Iterative Hierarchical Optimization for Misspecified Problems (IHOMP)
This addresses a fundamental challenge in reinforcement learning for complex, high-dimensional MDPs, offering a novel solution to misspecification, though it appears incremental in extending existing option-based methods.
The paper tackles the problem of misspecified Markov Decision Processes (MDPs) where function approximation cannot represent acceptable policies, by introducing IHOMP, an iterative method that learns context-specialized options and combines them to find near-optimal solutions, with experiments showing improved performance through Option Interruption.
For complex, high-dimensional Markov Decision Processes (MDPs), it may be necessary to represent the policy with function approximation. A problem is misspecified whenever, the representation cannot express any policy with acceptable performance.
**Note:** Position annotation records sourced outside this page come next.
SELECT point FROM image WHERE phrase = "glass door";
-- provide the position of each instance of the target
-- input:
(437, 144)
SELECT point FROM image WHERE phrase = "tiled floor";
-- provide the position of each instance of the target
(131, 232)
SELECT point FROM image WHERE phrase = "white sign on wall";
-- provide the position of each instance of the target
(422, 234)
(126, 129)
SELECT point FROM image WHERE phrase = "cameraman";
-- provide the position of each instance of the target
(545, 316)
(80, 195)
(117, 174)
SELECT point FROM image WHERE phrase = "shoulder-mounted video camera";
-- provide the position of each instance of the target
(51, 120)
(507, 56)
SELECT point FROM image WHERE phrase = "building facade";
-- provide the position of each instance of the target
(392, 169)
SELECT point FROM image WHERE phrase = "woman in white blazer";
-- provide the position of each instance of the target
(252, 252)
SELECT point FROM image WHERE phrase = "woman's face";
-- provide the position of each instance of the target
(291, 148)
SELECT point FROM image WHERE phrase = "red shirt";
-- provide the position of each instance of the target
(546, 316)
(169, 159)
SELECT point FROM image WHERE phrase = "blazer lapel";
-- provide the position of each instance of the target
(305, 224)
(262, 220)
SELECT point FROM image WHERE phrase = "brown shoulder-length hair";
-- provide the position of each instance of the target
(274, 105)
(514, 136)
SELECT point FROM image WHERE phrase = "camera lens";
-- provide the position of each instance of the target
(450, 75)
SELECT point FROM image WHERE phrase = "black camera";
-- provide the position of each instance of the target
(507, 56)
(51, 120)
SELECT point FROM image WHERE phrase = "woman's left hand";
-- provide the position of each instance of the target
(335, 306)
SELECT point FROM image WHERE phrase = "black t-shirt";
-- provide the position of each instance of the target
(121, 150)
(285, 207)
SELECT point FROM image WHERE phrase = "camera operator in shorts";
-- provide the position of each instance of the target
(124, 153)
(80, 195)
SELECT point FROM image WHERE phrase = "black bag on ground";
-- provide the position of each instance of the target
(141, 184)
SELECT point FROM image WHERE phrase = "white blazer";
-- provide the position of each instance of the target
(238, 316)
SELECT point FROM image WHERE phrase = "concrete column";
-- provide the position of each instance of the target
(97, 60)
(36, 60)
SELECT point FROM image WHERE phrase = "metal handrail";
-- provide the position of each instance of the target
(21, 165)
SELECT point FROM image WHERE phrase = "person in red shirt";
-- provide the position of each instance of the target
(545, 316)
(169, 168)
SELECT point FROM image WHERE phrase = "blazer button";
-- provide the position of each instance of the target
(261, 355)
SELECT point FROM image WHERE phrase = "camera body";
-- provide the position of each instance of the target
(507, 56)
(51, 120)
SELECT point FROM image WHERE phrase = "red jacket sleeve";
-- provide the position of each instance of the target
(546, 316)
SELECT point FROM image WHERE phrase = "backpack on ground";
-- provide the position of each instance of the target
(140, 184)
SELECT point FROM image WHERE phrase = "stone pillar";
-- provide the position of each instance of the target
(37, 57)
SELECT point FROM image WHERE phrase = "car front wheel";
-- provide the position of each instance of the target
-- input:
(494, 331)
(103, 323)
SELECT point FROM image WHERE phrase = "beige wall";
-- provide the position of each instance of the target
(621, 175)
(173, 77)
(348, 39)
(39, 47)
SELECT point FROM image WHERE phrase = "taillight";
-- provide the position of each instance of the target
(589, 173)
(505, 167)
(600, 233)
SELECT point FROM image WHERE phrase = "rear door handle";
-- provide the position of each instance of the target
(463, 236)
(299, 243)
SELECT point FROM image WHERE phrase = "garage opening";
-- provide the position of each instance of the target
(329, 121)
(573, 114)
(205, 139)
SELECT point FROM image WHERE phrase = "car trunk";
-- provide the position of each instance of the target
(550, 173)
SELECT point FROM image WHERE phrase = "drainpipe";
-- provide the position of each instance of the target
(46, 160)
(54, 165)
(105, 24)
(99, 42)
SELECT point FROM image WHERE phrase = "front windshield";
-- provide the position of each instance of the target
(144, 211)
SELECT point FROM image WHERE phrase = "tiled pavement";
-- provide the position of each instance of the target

We introduce IHOMP : an approach for solving misspecified problems. IHOMP iteratively learns a set of context specialized options and combines these options to solve an otherwise misspecified problem. Our main contribution is proving that IHOMP enjoys theoretical convergence guarantees. In addition, we extend IHOMP to exploit Option Interruption (OI) enabling it to decide where the learned options can be reused. Our experiments demonstrate that IHOMP can find near-optimal solutions to otherwise misspecified problems and that OI can further improve the solutions.